The Cato Project on Social Security Privatization has developed a market-based alternative to the current Social Security system. Rather than paying taxes into a government-owned fund, workers should be allowed to redirect their payroll taxes into individually owned, privately invested accounts, similar to 401(k) plans and Individual Retirement Accounts. The benefits of adopting a private retirement system based on savings, investment, and personal ownership include:

  • A substantial increase in retiree incomes as a result of higher returns on payroll taxes.
  • The potential to eliminate poverty among retirees.
  • Worker empowerment.
  • Personal control.
  • Greater retirement security.
  • Provides a death benefit to loved ones in the event of premature death.
  • Gives workers the ability to pass down wealth directly to their children.
  • An unprecedented burst of economic growth.

The Cato Institute has outlined the following principles for reform:

  1. Solvency is not enough.

    Workers deserve the best possible deal for their dollar. With Social Security facing a financial crisis--it will begin running a deficit in just 15 years--much of the attention has been focused on ways to keep the program solvent. Theoretically, this could be accomplished by raising taxes or cutting benefits. But Social Security faces a second crisis as well. Young workers will receive a negative rate of return from the program, less back in benefits than they pay in taxes. This low return, and other inequities, particularly disadvantages women, the poor, and minorities. Any Social Security reform must reverse this trend, raising the rate of return and providing higher retirement benefits.

  2. Individuals, not government, should invest.

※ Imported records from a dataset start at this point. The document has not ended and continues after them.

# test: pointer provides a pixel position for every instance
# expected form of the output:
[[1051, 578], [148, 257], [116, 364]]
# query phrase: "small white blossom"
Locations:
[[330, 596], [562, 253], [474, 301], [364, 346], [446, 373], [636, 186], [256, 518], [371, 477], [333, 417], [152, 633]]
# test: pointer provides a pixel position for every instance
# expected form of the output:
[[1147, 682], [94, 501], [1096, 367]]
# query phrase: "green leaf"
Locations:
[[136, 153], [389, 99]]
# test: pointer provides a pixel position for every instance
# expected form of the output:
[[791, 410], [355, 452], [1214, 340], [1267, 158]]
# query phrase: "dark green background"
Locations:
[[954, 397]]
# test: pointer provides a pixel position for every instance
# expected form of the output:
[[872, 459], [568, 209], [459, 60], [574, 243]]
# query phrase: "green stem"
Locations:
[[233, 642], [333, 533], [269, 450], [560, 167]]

    The only way to increase Social Security's rate of return is to invest Social security taxes in real capital assets. This should be done through the creation of individually owned accounts, not by allowing the government to directly invest payroll taxes. Individual accounts would give workers ownership and control over their retirement funds, allowing them to accumulate wealth, pass that wealth on to their heirs, and would give them a greater stake in the American economic system. Government investment would allow the federal government to become the largest shareholder in every American company, with the potential threat to corporate governance and the specter of social investing.

  3. Maximize consumer choice.

    Workers should be given as wide a range of investment opportunities as possible, consistent with regulatory safeguards against fraud or speculation. While investing in "Singapore derivatives" is clearly not envisioned, there is no reason to limit workers to only 2-3 index funds. As much as possible, the existing retirement savings infrastructure should be utilized, meaning workers would have a large number of safe and secure options. Moreover, a safety net would be provided guaranteeing that no senior would end up in poverty as a result of bad investments.

  4. Don't touch Grandma's check.

    Benefits to the currently retired and nearly retired should not be reduced. Indeed, by explicitly recognizing benefits owed to current retirees, privatization would guarantee those benefits in a way that the current political system does not. Making the transition to a new system while guaranteeing current benefits means that the government will have to issue debt, cut current spending, or sell assets, but those "transition costs" will be substantially less than the costs of maintaining the current system.

  5. More privatization is better than less.

    You don't cut out half a cancer. Given the advantages of a privatized Social Security system, there is no excuse for stopping at the privatization of only 2-3 percent of payroll taxes. Once Congress has conceded that private capital investment can provide better and more secure retirement benefits, it should press on and allow workers to control the maximum feasible amount of their retirement income.